SCABs

Make SCA great again – By @MadDavison

Mark Davison

By Mark Davison

 

Make SCA great again

 

This is going to be a great SCAB. I know all the best people and they helped me write it. And you want to know the best thing about it? I made Marc pay for it.

 

Following election, and what can only be described as the on going political turmoil that has followed, I’ve been having a think. Truth be told, the result hit me pretty hard. To say I was upset would be as much of an understatement as to say Mike Pence has a mild dislike of the gay community. I moped around for about a day, then spent the next week angry. But I have been able to sit now, with a little distance, and take stock of what happened.

 

From what I can see, there seems to have been a major failing by what is currently very cool to call the ‘political elite’. A failing both to understand how upset large swathes of the US was, but a greater failure to understand how to communicate with people.

 

Advertisers, social economists, and sociologists have long known that people don’t make decisions rationally. The general public and their judgements are influenced greatly but a number of different factors, a key one being what they do or don’t remember.

 

The thing is that while I, and maybe many people reading this like politics, find it interesting, and follow it closely, most people frankly just don’t have the time.  They live busy lives, and if ‘they are all liars anyway’ why should it really matter who says who or who wants what? Most people in a voting population, don’t have enough time in the day to spend on politics, and wouldn’t care to even if they did.

 

Why is this important? Because it makes politics like advertising. In advertising we are trying to get a message across to people who don’t care about it, and are to busy to find it even if they did. If the ‘elite’ running political campaigns realised this they maybe they would have better understood some of what made our president elect so effective.

 

Donald told stories – stories are sticky, they are something you remember.

 

Donald appealed to emotion – his speeches and debate appearances weren’t supposed to be clever, they weren’t supposed to make you think he was always right, but they triggered an emotion in you, and that meant you couldn’t forget them.

 

Donald had a tone of voice – he was consistent, not with what he said, but with how he said it. When he said something you knew it was from him, so much so that when he stuck to script, the press would report that he sounded odd, different, uncomfortable.

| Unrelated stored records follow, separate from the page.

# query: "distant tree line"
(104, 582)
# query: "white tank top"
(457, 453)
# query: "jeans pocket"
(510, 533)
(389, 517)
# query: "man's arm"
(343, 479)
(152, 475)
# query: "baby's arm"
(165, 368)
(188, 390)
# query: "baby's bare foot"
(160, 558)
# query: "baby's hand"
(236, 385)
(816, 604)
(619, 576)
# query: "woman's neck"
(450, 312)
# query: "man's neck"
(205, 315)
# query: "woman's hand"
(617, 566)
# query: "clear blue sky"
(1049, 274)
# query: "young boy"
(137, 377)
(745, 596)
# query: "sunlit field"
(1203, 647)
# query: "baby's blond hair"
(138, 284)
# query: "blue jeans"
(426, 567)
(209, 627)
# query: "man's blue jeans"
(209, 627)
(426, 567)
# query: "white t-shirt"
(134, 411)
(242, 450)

Donald used tangible examples that people could imagine – what was he going to do? Where was he going to build it? Who was going to pay for it?

 

Donald used repetition – And how many times did he say that he was going to build that wall? He didn’t change his campaign, he had one strapline and he used it through out.

 

 

It seems obvious now looking back on it. Why didn’t we spot any of these things before? And why didn’t any one who ran against him use them?  Maybe its because I have no had the benefit of nearly a term talking about all these things at SCA, or maybe hindsight is 20-20. Either way it doesn’t matter because if he can use them so can anyone else, which leads me beautifully into my final message.

 

At SCA we aren’t learning advertising, though that is part of it. We aren’t learning how to write great tv scripts, or design beautiful bill boards, we are learning to communicate with people. And so my new goal, as of today, is to learn as much as I can, and then take it into the world, to make sure that nothing like November 8th happens again.